Breton Carrie V, Gao Lu, Yao Jin, Siegmund Kimberly D, Lurmann Fred, Gilliland Frank
University of Southern California, Dept of Preventive Medicine, 2001 N Soto St, Los Angeles, CA 90089, USA.
Sonoma Technology Inc, 1455 N. McDowell Blvd, Suite D, Petaluma, CA 94954-6503, USA.
Environ Epigenet. 2016 Jun 12;2(2):dvw005. doi: 10.1093/eep/dvw005. eCollection 2016 Apr.

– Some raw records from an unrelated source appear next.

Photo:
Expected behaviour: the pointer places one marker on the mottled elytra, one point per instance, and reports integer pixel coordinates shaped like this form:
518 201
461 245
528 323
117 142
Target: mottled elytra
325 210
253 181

Ambient air pollution is associated with adverse health outcomes including cardio-respiratory diseases. Epigenetic mechanisms such as DNA methylation may play a role in driving such associations. We investigated the effects of prenatal particulate matter (PM) exposure on DNA methylation of 178,309 promoter regions in 240 newborns using the Infinium HumanMethylation450 BeadChip, using a generalized linear regression model with a quasi-binomial link family, adjusted for gender, plate, and cell types. PM-associated CpG loci were then investigated for their associations with childhood asthma, carotid intima-media thickness (CIMT), and blood pressure (BP) using logistic or linear regression. Thirty-one loci were associated with either PM or PM using FDR-corrected p-values of less than 0.15. Two loci were evaluated for replication in a separate population of 280 Children's Health Study (CHS) subjects using Pyrosequencing, of which one successfully replicated (COLEC11 cg03579365). Three of the 31 loci were also associated with physician-diagnosed asthma at 6 years old, two were associated with CIMT and one with systolic BP at 10 years old. A higher methylation level in TM9SF2 (cg02015529) and UBE2S (cg00035623), respectively, was associated with a 2SD increase in prenatal PM and was also associated with 36% and 98% increased odds of asthma; whereas methylation of TDRD6 (cg22329831) was negatively associated with PM and a 24% decreased odds of asthma. Prenatal PM exposure was associated with altered DNA methylation in newborn blood in a small number of gene promoters, some of which were also associated with cardio-respiratory health outcomes later in childhood. : methylation, particulate matter, air pollution, asthma, cardiovascular.
环境空气污染与包括心肺疾病在内的不良健康后果相关。DNA甲基化等表观遗传机制可能在推动此类关联中发挥作用。我们使用Infinium HumanMethylation450 BeadChip,通过具有拟二项链接族的广义线性回归模型,对240名新生儿178,309个启动子区域的DNA甲基化进行了研究,并对性别、芯片板和细胞类型进行了校正。然后使用逻辑回归或线性回归研究了与PM相关的CpG位点与儿童哮喘、颈动脉内膜中层厚度(CIMT)和血压(BP)之间的关联。使用错误发现率(FDR)校正后的p值小于0.15,有31个位点与PM或PM相关。使用焦磷酸测序法在另外280名儿童健康研究(CHS)受试者中评估了两个位点的重复性,其中一个成功重复(COLEC11 cg03579365)。31个位点中的3个也与6岁时医生诊断的哮喘相关,2个与CIMT相关,1个与10岁时的收缩压相关。TM9SF2(cg02015529)和UBE2S(cg00035623)中较高的甲基化水平分别与产前PM增加2个标准差相关,也与哮喘几率增加36%和98%相关;而TDRD6(cg22329831)的甲基化与PM呈负相关,哮喘几率降低24%。产前PM暴露与少数基因启动子中新生儿血液中DNA甲基化改变有关,其中一些也与儿童后期的心肺健康结果相关。:甲基化、颗粒物、空气污染、哮喘、心血管。